Auch Hörer, die sich nicht zu den bedingungslosen Anhänger der Vais, Van Halens oder eben Malmsteens zählen könnten an diesem Album Freude finden, sofern der klassisch angehauchte Metal, der sich gleichmäßig beim Heavy und beim Power bedient, keine abschreckende Wirkung auf den Gaumen, Pardon, das Trommelfell hat. Abgesehen von „Death Dealer“, das mich nicht wirklich hinter dem Kamin hervor locken kann, ist besonders „Red Devil“ ein richtig erdiger Gassenhauer geworden, die Chemie zwischen Ripper Owens Gesang und Malmsteens Virtuosität stimmt hier besonders. Die anderen Stücke sind da schon etwas epischer, sowohl Yngwies Spiel als auch Rippers Gesang sind von deutlich mehr Pathos geschwängert. Auch diese Mischung geht zwar auf, wirkt aber einfach nicht so erfrischend wie ein „Red Devil“ oder das ebenfalls interessante „Live to fight (Another Day)“.

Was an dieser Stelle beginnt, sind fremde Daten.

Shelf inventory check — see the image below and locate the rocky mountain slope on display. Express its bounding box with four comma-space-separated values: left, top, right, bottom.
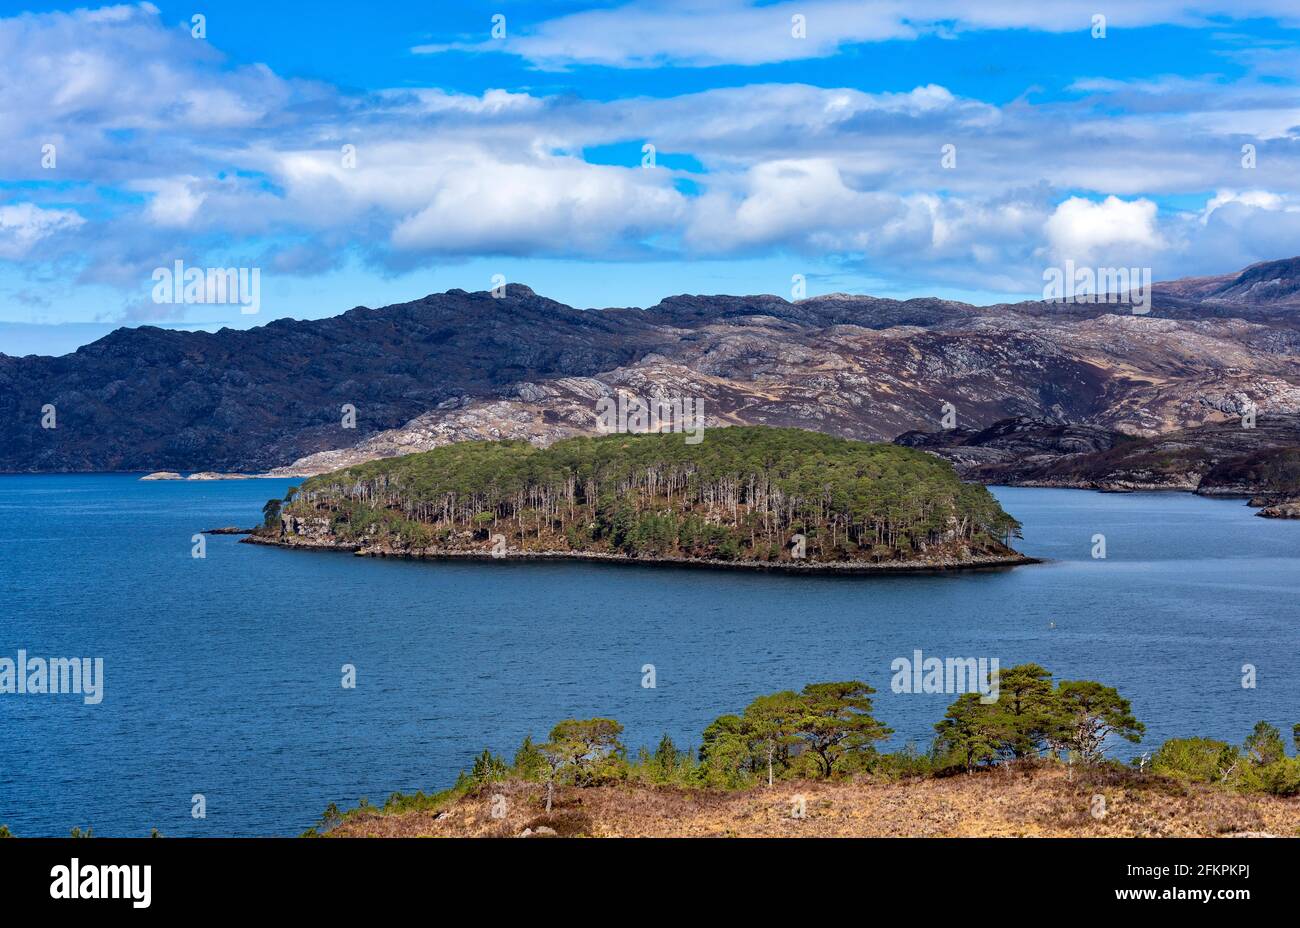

Zeit um „Perpetual Flame“ den finalen Wertungsstempel aufzudrücken und wieder auf die Eingangsfrage einzugehen. Nein, „Perpetual Flame“ ist, vom Cover mal abgesehen, kein Fall für den Verbraucherschutz geworden, stellt für mich aber auch keinen wirklichen Meilenstein der Musikgeschichte dar. Yngwie Malmsteen wird seinen Platz in der Reihe der besten Gitarristen definitiv behalten dürfen, aber für einen hervorragenden Song und ein herausragendes Album braucht es immer noch etwas mehr, als schnelles Gitarrenspiel. Dieses letzte Fünkchen Songwriting und Originalität fehlt mir beim diesem Experiment der RISING FORCE, deshalb gibt es von mir „nur“ ein „Gut“.